Tak hanya itu, Sofyano juga menyoroti keterbatasan Sumber Daya Manusia (SDM) yang dimiliki BPH migas untuk melakukan pengawasan terhadap distribusi solar subsidi. Untuk mengatasi hal itu, BPH Migas pun disarankan menggandeng pihak Kepolisian. 

“Kuota solar subsidi seharusnya tidak ditentukan berdasarkan per lembaga penyalur (SPBU) seperti yang berlaku saat ini oleh BPH Migas , tetapi per wilayah sehingga jika terjadi kekosongan solar subsidi pada SPBU-SPBU, maka pihak Pertamina Patra Niaga bisa melakukan kebijakan menambah kuota solar demi tetap terlayani nya kebutuhan solar oleh masyarakat,” usul Sofyano. 

Sofyano berpendapat, kekosongan solar yang terjadi kurang tepat jika disebut sebagai kelangkaan , sebab yang terjadi dan tentunya bisa dibuktikan adalah kekosongan solar subsidi pada beberapa SPBU pada beberapa Kabupaten/Kota tertentu  saja dan bukanlah terjadi di seluruh SPBU pada semua Kabupaten/Kota di provinsi.

“Logikanya, jika kekosongan solar subsidi terjadi pada seluruh SPBU yang ada pada seluruh Kabupaten/Kota di beberapa provinsi, tentu seluruh media dan elit politik dan elit masyarakat pasti sudah bersuara macam-macam,” tuturnya. 

“Saya juga meyakini kekosongan solar subsidi di beberapa spbu tidaklah berarti bahwa stok  bbm solar (B30) di negeri ini menipis atau bermasalah karena ini bisa dibuktikan dengan tidak terganggunya distribusi atau penjualan solar B30 buat keperluan Industri dan marines ( kapal kapal).

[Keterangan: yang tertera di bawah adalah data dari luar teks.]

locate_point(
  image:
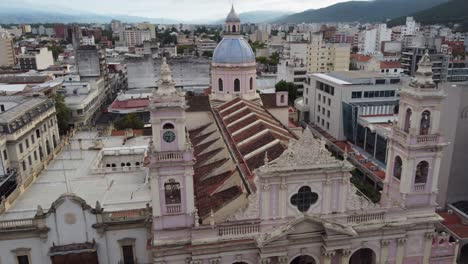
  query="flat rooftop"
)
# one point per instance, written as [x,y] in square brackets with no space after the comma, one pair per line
[72,172]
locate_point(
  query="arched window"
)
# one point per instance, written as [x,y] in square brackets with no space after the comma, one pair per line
[425,123]
[363,256]
[408,120]
[397,167]
[304,199]
[168,126]
[172,192]
[220,85]
[422,171]
[236,85]
[303,259]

Jika solar bermasalah tentu nya pihak industri dan pelayaran pasti sudah berteriak,” sambungnya. 

BACA JUGA   SPBU Di Jalur Mudik Diminta Utamakan Keselamatan

Sofyano menambahkan, agar permasalahan kekosongan solar yang terjadi tidak dipolitisir, di dramatisir pihak tertentu, maka pihak Pertamina dan juga BPH Migas sebaiknya menyampaikan ke publik, SPBU mana saja yang sempat alami kekosongan solar subsidi dan apa penyebabnya.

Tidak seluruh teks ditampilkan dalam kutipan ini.